La dissuasion nucléaire se voit ainsi progressivement « réglée » — comme l’atteste l’issue trouvée à la crise des Euromissiles par la signature du Traité sur les Forces nucléaires à portée intermédiaire (FNI) en 1987.
La gestion de la dissuasion, au cours de ce premier âge, obéissait à une logique : celle de l’équilibre, que ce soit dans la course aux armements ou par le contrôle des armements. En dépit des affirmations nucléaires de la France et de la Chine, les maîtres du jeu restaient les États-Unis et l’Union soviétique.
Après la guerre du Golfe : le temps de l’assagissement
Le deuxième âge débute avec la guerre du Golfe en 1991, six mois avant la fin officielle de la Guerre froide.
Comme le souligne François Mitterrand, dans une allocution préalable à l’engagement de soldats français, cette intervention militaire est alors, comme un a priori, totalement découplée de l’hypothèse nucléaire 13.
Le consentement de la Russie qui n’émet pas de veto à la résolution du Conseil de sécurité approuvant l’opération contre l’Irak (Résolution 678) 14 signale un changement d’époque.
La guerre du Golfe, matrice de l’interventionnisme militaire occidental entre 1991 et 2021 et plus généralement des conflits de la période, atteste d’une émancipation générale de la manœuvre conventionnelle qui n’est plus encapsulée dans la logique de la dissuasion nucléaire.
De l’intervention en Somalie en 1992 au retrait d’Afghanistan en 2021 aucun conflit, même ceux diplomatiquement les plus contestés, comme celui du Kosovo en 1999 ou celui d’Irak en 2003, ne donne lieu à l’émission d’une quelconque manifestation dans la dimension nucléaire.
La mission de dissuasion a tendance à se replier sur la sanctuarisation des intérêts vitaux des puissances nucléaires.
Et le parapluie nucléaire américain se referme partout où il ne pleut plus — en particulier en Europe. À la place, les États-Unis proposent notamment aux pays de l’Est nouveaux entrants dans l’OTAN d’adhérer à leur projet de bouclier anti-missiles en cours de développement. Ils n’envisagent pas de déplacer plus à l’Est les armes nucléaires déployées dans l’OTAN.
La période est du reste caractérisée par une dynamique de désarmement : désarmement unilatéral — la France, par exemple, réduit de moitié le nombre de ses têtes nucléaires, passe de trois à deux composantes stratégiques, élimine ses armes pré-stratégiques… — ; désarmement bilatéral entre les États-Unis et la Russie avec pour l’illustrer la signature des traités SORT (Strategic Offensive Reduction Treaty) de 2002 ou New Start de 2011 ; désarmement multilatéral enfin avec la signature, à partir de 1996, par 184 États du Traité d’interdiction des essais nucléaires (TICEN), celle, la même année, du traité de Pelindaba créant une zone exempte d’armes nucléaires en Afrique ou encore des discussions sur un Traité dit cut-off interdisant la production de matières fissiles pour des armes nucléaires.

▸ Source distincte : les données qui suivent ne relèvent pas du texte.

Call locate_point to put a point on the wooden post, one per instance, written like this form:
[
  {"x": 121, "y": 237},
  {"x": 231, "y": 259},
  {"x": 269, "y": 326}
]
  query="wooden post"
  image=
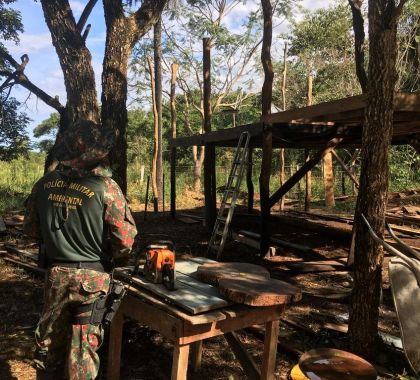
[
  {"x": 146, "y": 201},
  {"x": 157, "y": 55},
  {"x": 155, "y": 139},
  {"x": 329, "y": 180},
  {"x": 308, "y": 176},
  {"x": 345, "y": 168},
  {"x": 249, "y": 183},
  {"x": 210, "y": 153},
  {"x": 270, "y": 350},
  {"x": 174, "y": 69},
  {"x": 303, "y": 170},
  {"x": 267, "y": 153},
  {"x": 308, "y": 184},
  {"x": 267, "y": 136}
]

Certes, avec la qualification de l’Inde et du Pakistan comme puissances nucléaires après leurs essais de 1998, la prolifération repart et, après 2006, les programmes nord-coréen et iranien sont sources des plus vives inquiétudes. Cependant, en dépit d’échecs diplomatiques pour faire rentrer dans les rangs Téhéran et Pyongyang, la communauté internationale dans son ensemble est attachée au respect du Traité de non-prolifération (TNP) — considéré depuis la fin de la guerre froide comme la pierre angulaire de la sécurité nucléaire mondiale 15.
Les cinq membres permanents du Conseil de sécurité — autrement dit, les États du P5 comprenant la Chine, les États-Unis, la France, le Royaume-Uni et la Russie, seuls États officiellement dotés au titre du TNP — constituent on l’a dit une sorte de « directoire » de l’ordre nucléaire mondial conformément aux responsabilités que les traités leur confient. Au cours de ce deuxième âge nucléaire, la stabilité mondiale repose ainsi sur un continuum stratégique de sécurité maintenu entre grandes puissances nucléaires.
La clef de voûte de cette stabilité est évidemment la supériorité militaire incontestée des États-Unis. Durant cette période, on assiste au recentrage des outils de la dissuasion sur la sanctuarisation des intérêts vitaux des États nucléaires.
Ce recentrage est autant doctrinal que le produit de la réduction des stocks d’armes. À aucun moment l’aggravation d’un des nombreux conflits de la période ou les déséquilibres potentiellement induits au niveau régional, au Moyen-Orient ou en Asie, par la prolifération, n’a mis la paix mondiale en péril. De 1991 à 2022, aucun des cinq États nucléaires officiellement dotés n’a brandi la menace nucléaire.
Durant le deuxième âge nucléaire — en tout cas au cours des deux premières décennies 1990 et 2000 — la dissuasion nucléaire repose donc sur une stabilisation des relations stratégiques entre pôles de puissance et sur une convergence de vues au sein du P5 en faveur du désarmement et de la non-prolifération.
L’ordre nucléaire assagi qui succéda à celui de la Guerre froide se dégrade toutefois depuis une quinzaine d’années, insidieusement d’abord, puis de façon accélérée.
Le symptôme de cette dégradation est la dénonciation par les États-Unis et la Russie — avec une accélération sous le premier mandat de Donald Trump (2017-2021) — des traités de dénucléarisation les concernant directement (FNI en 2019) ou indirectement (retrait américain de l’accord de Vienne sur le nucléaire iranien, ou JCPOA, en 2018).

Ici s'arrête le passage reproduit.